The Hon'ble Court has laid down exhaustive guidelines on how to execute and enforce the same. The author of this article has explained the procedure in layman's language which will benefit all readers to understand the detailed requirements and procedure .

However, I would like to mention that the Court has also provided the guidelines in respect of such patients who are not in a position to can not execute such "advance directive''. The Court has laid down that In the absence of a living will by the patient, their family members or ‘next friend’ can approach an applicable High Court to ask for passive euthanasia. The Supreme Court has included detailed guidelines in the judgment on when this will be allowed, and how the High Courts will need to deal with such requests.

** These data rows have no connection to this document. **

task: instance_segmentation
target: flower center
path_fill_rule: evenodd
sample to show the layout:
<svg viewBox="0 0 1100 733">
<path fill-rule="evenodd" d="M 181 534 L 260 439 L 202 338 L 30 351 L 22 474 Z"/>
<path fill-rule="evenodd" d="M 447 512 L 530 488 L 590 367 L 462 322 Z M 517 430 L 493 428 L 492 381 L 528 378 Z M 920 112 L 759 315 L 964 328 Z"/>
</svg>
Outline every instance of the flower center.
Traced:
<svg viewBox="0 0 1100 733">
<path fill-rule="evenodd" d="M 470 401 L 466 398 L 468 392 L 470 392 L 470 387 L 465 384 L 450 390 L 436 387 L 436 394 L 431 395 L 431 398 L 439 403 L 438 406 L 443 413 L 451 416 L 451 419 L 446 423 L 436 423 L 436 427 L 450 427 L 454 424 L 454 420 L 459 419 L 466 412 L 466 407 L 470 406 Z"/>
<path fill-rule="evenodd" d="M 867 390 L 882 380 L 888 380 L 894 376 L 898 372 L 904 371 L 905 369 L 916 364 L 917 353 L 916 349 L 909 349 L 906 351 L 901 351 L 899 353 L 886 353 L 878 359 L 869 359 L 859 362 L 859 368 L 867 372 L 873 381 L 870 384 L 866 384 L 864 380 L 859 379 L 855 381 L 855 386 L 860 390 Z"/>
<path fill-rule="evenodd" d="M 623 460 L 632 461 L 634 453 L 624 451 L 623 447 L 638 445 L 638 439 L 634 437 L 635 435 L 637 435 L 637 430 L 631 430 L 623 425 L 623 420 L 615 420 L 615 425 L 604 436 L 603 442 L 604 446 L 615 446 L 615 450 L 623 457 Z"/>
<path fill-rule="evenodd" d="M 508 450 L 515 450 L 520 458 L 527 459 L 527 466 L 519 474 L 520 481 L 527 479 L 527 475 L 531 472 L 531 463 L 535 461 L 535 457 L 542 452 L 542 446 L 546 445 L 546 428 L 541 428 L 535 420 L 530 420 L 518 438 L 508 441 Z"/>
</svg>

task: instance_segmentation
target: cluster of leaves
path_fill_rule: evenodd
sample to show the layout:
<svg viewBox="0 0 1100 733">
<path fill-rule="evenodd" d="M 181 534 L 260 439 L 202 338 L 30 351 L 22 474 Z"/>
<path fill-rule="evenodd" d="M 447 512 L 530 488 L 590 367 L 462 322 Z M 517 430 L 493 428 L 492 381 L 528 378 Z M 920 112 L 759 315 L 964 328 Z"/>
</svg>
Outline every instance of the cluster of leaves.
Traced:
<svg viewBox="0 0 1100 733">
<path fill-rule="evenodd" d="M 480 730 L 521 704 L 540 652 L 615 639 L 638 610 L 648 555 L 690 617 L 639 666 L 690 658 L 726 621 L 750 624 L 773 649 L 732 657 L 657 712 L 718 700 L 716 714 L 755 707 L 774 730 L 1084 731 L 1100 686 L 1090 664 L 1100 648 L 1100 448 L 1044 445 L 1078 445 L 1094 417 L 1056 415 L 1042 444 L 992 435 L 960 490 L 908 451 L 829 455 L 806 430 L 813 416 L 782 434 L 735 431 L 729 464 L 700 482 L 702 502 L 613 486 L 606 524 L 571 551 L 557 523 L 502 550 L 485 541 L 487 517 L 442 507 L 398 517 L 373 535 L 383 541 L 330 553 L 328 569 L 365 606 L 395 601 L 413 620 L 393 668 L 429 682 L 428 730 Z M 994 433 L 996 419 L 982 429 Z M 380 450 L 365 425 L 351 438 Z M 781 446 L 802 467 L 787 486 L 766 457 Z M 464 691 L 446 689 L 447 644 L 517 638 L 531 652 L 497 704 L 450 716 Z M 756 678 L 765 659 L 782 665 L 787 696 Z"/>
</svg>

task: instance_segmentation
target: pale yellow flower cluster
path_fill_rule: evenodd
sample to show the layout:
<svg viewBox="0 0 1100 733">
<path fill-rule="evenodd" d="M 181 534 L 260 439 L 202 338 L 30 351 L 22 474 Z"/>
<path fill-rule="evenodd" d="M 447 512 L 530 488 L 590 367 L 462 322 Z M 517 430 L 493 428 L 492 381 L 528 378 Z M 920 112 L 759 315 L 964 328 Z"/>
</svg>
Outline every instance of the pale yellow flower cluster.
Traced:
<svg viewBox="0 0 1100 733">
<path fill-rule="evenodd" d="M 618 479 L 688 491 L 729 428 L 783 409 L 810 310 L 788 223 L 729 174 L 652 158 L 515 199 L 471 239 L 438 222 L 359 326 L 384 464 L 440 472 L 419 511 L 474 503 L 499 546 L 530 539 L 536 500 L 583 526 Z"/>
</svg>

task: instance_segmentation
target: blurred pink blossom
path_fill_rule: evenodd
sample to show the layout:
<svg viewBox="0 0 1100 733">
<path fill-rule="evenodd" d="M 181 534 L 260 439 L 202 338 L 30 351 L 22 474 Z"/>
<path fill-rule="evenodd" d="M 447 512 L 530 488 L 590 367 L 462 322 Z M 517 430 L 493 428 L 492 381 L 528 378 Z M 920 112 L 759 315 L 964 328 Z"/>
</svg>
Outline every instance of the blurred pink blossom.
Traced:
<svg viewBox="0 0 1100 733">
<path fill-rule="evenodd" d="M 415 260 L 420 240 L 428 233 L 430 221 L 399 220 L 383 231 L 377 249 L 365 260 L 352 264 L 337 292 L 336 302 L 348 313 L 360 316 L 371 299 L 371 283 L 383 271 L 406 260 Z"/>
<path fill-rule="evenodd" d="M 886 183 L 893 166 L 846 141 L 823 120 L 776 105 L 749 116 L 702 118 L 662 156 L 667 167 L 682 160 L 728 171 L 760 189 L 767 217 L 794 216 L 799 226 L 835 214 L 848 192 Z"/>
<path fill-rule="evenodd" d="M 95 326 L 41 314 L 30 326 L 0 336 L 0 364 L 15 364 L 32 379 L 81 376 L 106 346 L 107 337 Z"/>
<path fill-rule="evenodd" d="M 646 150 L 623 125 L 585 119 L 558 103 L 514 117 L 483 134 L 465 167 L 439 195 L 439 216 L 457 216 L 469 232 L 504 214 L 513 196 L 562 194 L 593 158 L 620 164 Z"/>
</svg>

In this connection, I would like to point out that the author has stated in the sub-para 'Overview' of the article: ''The Supreme Court of India has passed a law which allows a patient to decide in advance whether he wishes to withdraw life support if he has a terminal illness.'' I submit that this is only a judgment delivered by the Supreme Court, and I earnestly expect that the Parliament will pass the necessary law in this regard as early as possible.

Concluding my response, I sincerely thank the author for studying the significant judgment very quickly and explain the term ''living will'' in a lucid manner.

Author: Natarajan16 Mar 2018 Member Level: Diamond   Points : 3

Making a living will, is a major decision in life for which one has to gain knowledge, understand, seek clarifications, think, re-think, analyze and then come to a final conclusion.

The conclusion based on the above should be, Yes, with a sound mind and no coercion (external pressure), I decide that in the unfortunate event that I am critically ill with a serious illness or terminal cancer or brain disease with no hope of recovery, then ' I Would Not" want my life to be prolonged by being on breathing machines, medication, dialysis etc. Once a person is able to comprehend and come to such a conclusion, then for a living will, the rest would be following the guidelines and protocols as laid down in the SC.

Often people think that when such a will is legalized, then the person will not get medical care and would be allowed to die without treatment. This is a misconception. The advance medical directive will come into play only when certain stringent criteria are met. Until then, even if one falls sick or develops a cancer, all the treatment will be given like anyone else. Only when, the condition worsens beyond a point of recovery, then it would be considered by the medical team and the family members.

Some people feel the procedure to activate a living will is cumbersome. There are numerous people to be informed on the medical side and on the legal side. This process is a crucial step wherein multiple levels of checks are placed in the system so that the living will is not misused and no needy patient is denied of needy medical care.

I think, it is important to clarify at the individual level that whatever the legal process is, it should not influence the decision or scare the person off. An adult who can think rationally and is of sound mind has to make the decision of yes, I will opt for the living will or No, I will not opt for the living will. This decision would be taken as an 'informed decision'(the pros, cons and the terminologies have to be understood) involving family members and close friends who will be aware of the individual's wishes.

Religious views, emotional thoughts, love and bonding of family members all can influence our decision about making a living will. At times, after making a living will, some would have second thoughts. If the person who has made a living will has major second thoughts and want to change his/her mind based on new information/clarification of misunderstood points, then it should be known that ' this advance directive' can be revoked by the same person who made it.